Italiangreyhound · 27/12/2014 10:17

Raspeberry do you have other kids yet or is this your introduction to being a parent? Kids are stressful, they get ill in the middle of the nighht (sometimes), they fall out with school friends (sometimes), they do all kinds of things that worry parents (sometimes), so showing you can manage the stress, be calm, think logically, even when stressed is a very mum thing to do! Grin Try not to worry. The fact you have got this far is a very good sign. Smile

You do not need to answer this but have you and social worker talked through the frozen embryos etc? We had two fresh and one frozen cycle before going for adoption, and have a 10 year old birth dd but all our embryos were gone before we went for adoption. No criticism here at all but have you talked about it?

RaspberrySnowCone · 27/12/2014 11:10

This is our first child so very excited. We've had lots of chats as a couple about the stressful times, how we will cope and what we can do if things get difficult. We've built up a brilliant support network but are realistic that things can change when children arrive and to a large extent I guess it's just best to take it a day at a time because we won't know how we'll cope until we get there.

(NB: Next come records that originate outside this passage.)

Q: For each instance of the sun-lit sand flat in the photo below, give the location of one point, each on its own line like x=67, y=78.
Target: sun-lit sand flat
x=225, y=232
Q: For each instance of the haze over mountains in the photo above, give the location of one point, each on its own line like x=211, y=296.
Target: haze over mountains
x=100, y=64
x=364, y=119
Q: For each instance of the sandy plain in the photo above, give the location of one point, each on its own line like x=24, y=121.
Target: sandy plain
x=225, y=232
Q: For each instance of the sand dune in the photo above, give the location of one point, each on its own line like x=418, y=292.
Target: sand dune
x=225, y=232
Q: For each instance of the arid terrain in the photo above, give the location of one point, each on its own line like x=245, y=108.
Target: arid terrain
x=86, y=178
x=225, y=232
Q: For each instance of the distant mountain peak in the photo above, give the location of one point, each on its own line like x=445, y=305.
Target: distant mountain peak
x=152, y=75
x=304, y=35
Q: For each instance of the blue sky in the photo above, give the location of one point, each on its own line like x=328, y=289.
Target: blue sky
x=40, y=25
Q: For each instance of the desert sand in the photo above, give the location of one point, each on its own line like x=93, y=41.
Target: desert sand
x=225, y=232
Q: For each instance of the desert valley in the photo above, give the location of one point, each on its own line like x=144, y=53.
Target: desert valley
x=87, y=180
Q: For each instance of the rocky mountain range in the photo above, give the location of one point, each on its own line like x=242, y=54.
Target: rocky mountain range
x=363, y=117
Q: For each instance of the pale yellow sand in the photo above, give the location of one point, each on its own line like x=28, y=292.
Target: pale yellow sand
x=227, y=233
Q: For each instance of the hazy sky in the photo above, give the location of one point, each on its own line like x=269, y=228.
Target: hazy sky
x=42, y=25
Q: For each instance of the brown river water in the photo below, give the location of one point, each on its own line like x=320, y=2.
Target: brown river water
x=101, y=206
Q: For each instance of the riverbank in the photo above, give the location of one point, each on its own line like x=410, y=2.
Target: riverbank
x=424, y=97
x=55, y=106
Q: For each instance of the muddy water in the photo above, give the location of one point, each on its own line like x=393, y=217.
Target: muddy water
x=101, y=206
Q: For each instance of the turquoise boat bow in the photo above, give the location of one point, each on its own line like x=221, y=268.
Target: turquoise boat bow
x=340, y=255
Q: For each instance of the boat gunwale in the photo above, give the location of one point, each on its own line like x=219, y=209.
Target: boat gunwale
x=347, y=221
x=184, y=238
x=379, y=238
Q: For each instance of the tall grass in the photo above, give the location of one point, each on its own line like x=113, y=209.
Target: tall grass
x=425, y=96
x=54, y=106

I had counselling early on this year and GP support to work through the not being able to carry a baby which helped hugely and chatted through all the issues with our SW.

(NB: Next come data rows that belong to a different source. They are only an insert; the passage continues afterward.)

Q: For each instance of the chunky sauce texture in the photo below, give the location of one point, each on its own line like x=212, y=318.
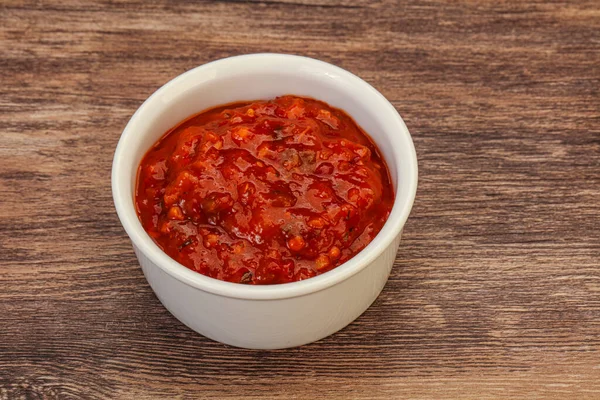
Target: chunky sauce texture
x=264, y=192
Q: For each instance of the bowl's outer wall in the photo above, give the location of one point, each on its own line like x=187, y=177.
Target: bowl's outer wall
x=282, y=315
x=265, y=324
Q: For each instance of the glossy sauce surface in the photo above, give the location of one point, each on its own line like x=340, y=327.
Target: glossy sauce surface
x=264, y=192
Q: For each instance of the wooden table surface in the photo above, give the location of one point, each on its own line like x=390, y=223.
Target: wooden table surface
x=496, y=288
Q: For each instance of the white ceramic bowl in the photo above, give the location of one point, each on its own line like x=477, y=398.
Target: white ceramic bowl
x=274, y=316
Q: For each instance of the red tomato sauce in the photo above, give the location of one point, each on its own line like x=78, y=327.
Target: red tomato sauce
x=264, y=192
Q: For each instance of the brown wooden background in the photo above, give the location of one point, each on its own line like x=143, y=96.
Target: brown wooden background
x=496, y=288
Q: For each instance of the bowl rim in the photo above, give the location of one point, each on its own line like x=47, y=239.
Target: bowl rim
x=388, y=233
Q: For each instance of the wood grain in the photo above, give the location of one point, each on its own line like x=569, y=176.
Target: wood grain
x=496, y=288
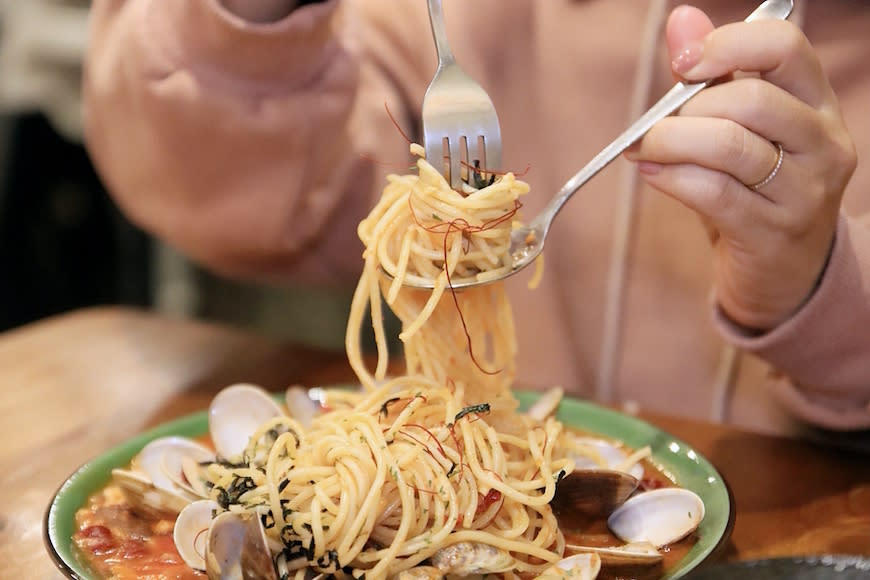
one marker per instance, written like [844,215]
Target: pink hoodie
[256,149]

In terms of talking about the embies, we haven't kept them because we hope to use them in the future, at the moment thy are just stored. Making a decision to destroy them requires taking up headspace that I jut don't need to use. They can stay there for the 10 legal years then the law takes the decision from me but if SW said we had to destroy them then so be it. I am very clear now in my mind that I can't and will not go through IVF again. It wouldn't be a case of them shoving an embie back in, because my first round ended rather dramatically they wanted to pump me full of all sorts of crap to maintain a pregnancy and it's just not for me. Don't get me wrong I went theough a period of grief and had to come to terms with my body not working properly but during counselling I realised I'd developed an obsession with being pregnant but genetics doesn't really bother me. I'd be a high risk pregnancy so a danger to me and any baby and it's just not worth the risk. DH was very much for adoption rather than IVF from the start but it took me a bit longer, as I say I think I needed to grieve properly first.

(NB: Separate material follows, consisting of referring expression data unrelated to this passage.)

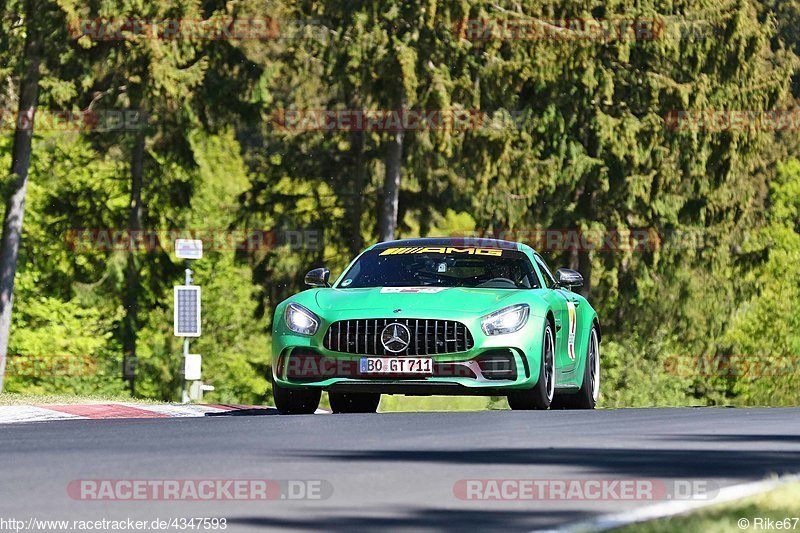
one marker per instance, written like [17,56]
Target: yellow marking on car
[496,252]
[572,324]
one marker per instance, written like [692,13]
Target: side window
[550,280]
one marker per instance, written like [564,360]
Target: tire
[541,395]
[291,401]
[354,402]
[589,393]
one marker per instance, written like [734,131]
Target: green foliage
[580,139]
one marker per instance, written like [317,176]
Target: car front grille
[428,336]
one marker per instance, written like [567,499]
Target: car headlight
[301,320]
[506,320]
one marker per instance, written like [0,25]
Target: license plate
[396,365]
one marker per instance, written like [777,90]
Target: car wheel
[291,401]
[541,395]
[353,402]
[589,393]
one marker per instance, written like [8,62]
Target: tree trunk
[130,299]
[357,192]
[20,164]
[391,188]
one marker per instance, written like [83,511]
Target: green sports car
[437,316]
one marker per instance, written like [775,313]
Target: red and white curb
[40,413]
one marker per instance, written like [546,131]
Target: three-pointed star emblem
[395,337]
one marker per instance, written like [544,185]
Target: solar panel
[187,311]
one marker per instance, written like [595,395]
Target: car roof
[459,242]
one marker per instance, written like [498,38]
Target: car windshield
[441,267]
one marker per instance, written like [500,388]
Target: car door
[565,308]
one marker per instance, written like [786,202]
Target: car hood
[468,300]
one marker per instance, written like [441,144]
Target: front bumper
[303,361]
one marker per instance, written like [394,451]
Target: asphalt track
[393,471]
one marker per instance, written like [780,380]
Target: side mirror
[568,278]
[318,277]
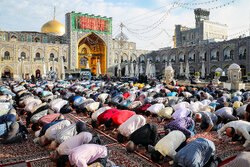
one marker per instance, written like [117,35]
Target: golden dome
[54,27]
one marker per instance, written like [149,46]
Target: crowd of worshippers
[122,109]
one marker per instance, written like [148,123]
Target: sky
[149,23]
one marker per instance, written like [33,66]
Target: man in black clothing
[150,137]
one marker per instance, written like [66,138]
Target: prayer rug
[27,150]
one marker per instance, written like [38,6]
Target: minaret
[200,15]
[54,13]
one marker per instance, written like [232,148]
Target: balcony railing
[7,59]
[38,59]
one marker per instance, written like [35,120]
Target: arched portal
[7,72]
[92,48]
[38,73]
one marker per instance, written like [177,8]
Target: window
[23,55]
[64,59]
[37,39]
[121,59]
[4,37]
[244,54]
[217,55]
[7,55]
[22,38]
[44,40]
[38,56]
[29,39]
[172,58]
[191,57]
[51,56]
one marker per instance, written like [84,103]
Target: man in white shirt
[57,104]
[225,114]
[155,108]
[73,142]
[237,129]
[168,145]
[131,125]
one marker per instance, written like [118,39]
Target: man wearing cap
[199,152]
[237,130]
[168,145]
[129,126]
[150,137]
[185,125]
[85,155]
[208,120]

So all of the above is what we first went through with the SW and to be honest they just didn't seem that bothered which made me edgy to start with to the point that I rang the team manager to double check but she said it was obvious we had talked it through, I'd had counselling with a counsellor who was known to all the SW in my area so I think they were confident of the support id had. I still sometimes feel surprised at how far we have come but IVF isn't right for us. We also aren't adopting to replace a birth child, we are clear about that. We though a lot about whether to be a childless couple because we have a good life and being childless has its perks! But we came to the conclusion that we wanted children in our lives, we have the money, space and most importantly the love, time and patience so this is the route we decided on. There are plenty of children who need a good home so we are here with open as now and the support we've had from friends and family has been unbelievable, I think everyone saw how awful IVF was for us and is happy we've taken this road too. It's scary but exciting!

RaspberrySnowCone · 27/12/2014 11:10

Blimey....essay!!

RaspberrySnowCone · 27/12/2014 11:14

Sorry for the hideous typing, I'm on my phone which doesn't make reading things back very easy!

trafficjam · 27/12/2014 16:12

Raspberry, that's the perfect answer to the embryos question if they ask you! Very eloquently put. Have you had your PAR back yet?